Eduardo López Moreno es uno de los mayores expertos mundiales sobre el desarrollo urbano. Nacido en Guadalajara, ha hecho carrera académica en el universidades fuera de México y es desde la década pasada director de investigación de ONU-Hábitat, el programa de la Organización de las Naciones Unidas para el desarrollo sostenible de las ciudades.
Desde el 2008 López Moreno ha encabezado los trabajos de lo informes State of the World’s Cities. No es una sorpresa que los títulos de esos informes son Ciudades en Armonía y Prosperidad de las Ciudades.
— En el concierto mundial de ciudades contemporáneas, ¿dónde están las ciudades mexicanas?
— Si hablamos de las ciudades más prosperas y más innovadoras, las ciudades mexicanas figuran poco en el concierto mundial. Tal vez algunas de ellas como casos aislados y en áreas muy específicas. Nuestra base de datos, que cuenta con más de 15.000 buenas prácticas, no reporta muchos casos mexicanos.

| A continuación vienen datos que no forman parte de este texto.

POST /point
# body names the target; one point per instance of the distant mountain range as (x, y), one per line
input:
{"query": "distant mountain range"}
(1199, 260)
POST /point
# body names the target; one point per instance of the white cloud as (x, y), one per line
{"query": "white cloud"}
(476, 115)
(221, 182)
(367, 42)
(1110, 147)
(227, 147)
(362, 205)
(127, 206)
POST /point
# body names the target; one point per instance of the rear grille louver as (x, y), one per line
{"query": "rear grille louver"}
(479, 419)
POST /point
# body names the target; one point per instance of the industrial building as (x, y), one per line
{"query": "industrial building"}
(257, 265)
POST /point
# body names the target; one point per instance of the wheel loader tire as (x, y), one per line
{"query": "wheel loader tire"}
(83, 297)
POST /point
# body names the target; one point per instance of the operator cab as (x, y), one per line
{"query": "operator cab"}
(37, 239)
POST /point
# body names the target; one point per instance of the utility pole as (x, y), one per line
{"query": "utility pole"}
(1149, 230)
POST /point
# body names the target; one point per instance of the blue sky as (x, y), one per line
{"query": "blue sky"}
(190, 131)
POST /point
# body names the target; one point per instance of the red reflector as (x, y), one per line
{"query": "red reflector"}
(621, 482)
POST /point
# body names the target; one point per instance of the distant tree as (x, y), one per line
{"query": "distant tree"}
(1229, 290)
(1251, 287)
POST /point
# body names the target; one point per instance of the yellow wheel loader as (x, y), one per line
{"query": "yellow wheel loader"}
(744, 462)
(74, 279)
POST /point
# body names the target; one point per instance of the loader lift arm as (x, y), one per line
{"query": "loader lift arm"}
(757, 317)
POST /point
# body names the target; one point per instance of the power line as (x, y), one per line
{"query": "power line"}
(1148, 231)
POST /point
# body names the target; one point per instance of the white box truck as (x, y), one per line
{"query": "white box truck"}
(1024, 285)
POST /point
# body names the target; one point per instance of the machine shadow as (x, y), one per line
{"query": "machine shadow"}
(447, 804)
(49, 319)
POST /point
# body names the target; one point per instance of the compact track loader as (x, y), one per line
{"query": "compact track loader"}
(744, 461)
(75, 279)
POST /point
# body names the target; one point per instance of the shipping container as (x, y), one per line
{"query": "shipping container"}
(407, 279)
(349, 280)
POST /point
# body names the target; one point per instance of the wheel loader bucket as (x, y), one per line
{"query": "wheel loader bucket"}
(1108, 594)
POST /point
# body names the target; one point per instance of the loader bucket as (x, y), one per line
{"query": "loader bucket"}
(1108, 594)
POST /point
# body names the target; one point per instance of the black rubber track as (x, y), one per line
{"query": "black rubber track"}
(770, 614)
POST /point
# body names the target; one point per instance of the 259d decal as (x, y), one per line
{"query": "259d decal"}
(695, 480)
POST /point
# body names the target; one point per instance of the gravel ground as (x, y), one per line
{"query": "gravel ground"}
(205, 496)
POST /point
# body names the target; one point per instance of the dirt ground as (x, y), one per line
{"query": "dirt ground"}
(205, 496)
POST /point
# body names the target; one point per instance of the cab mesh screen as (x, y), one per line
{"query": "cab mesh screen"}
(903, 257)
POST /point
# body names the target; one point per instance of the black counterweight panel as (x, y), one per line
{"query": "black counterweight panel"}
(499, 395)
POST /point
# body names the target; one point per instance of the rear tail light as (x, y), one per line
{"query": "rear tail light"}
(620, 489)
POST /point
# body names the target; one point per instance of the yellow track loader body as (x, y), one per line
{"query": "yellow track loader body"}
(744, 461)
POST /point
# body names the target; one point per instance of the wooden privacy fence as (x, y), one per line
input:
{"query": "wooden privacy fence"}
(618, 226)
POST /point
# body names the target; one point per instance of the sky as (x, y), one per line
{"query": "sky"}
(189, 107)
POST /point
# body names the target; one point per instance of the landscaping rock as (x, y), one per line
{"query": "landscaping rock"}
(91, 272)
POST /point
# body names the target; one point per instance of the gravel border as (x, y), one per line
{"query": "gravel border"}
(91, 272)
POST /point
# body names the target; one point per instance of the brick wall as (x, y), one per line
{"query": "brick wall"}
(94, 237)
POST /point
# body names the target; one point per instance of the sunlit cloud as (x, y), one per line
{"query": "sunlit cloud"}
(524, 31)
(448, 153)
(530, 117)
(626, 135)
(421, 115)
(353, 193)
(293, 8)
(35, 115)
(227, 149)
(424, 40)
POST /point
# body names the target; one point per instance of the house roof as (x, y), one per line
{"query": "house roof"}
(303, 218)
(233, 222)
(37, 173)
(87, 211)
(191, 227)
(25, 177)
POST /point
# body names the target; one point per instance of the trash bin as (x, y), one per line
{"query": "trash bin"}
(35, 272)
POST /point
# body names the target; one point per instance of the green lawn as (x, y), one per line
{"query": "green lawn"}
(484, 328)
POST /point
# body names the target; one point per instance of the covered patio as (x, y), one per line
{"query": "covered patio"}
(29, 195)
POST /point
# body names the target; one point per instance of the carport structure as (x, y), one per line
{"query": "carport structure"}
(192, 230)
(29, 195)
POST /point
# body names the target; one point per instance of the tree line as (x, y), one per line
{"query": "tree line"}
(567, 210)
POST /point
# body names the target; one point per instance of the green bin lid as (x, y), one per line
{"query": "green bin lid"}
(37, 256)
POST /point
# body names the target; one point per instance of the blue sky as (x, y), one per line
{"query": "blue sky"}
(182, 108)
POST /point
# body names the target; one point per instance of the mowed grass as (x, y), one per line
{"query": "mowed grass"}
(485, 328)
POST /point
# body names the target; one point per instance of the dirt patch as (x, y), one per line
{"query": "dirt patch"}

En promedio, las ciudades mexicanas aparecen en la parte media de la tabla del progreso y el desarrollo. Por ejemplo, en los últimos 10 años su nivel de reducción de pobreza fue más bien limitado, comparado con la región. Igual en lo que respecta a la reducción de la desigualdad en el ingreso que fue de tan solo 4.3 puntos porcentuales (con un coeficiente de Gini que pasó de 0.476 en el 2002 a 0.456 en el 2010), la mitad en comparación con Panamá, Brasil y Nicaragua, y tan solo un cuarto de lo que hizo Perú, el país más exitoso de Latinoamérica. Las ciudades mexicanas experimentaron un progreso importante en la reducción de asentamientos pobres informales, pasando de 20% en el 2000 al 14.4%, un poco por arriba de la media regional que fue de 20%.
Sin embargo, han sido limitadas las innovaciones para apoyar cambios en la forma, funcionalidad y gestión de las ciudades. La creatividad en el fortalecimiento institucional, el desarrollo de la información y el conocimiento y el uso de la tecnología, han tenido un éxito más bien exiguo.
Esto no ha permitido que las ciudades mexicanas se conviertan en ejemplos paradigmáticos de cambio.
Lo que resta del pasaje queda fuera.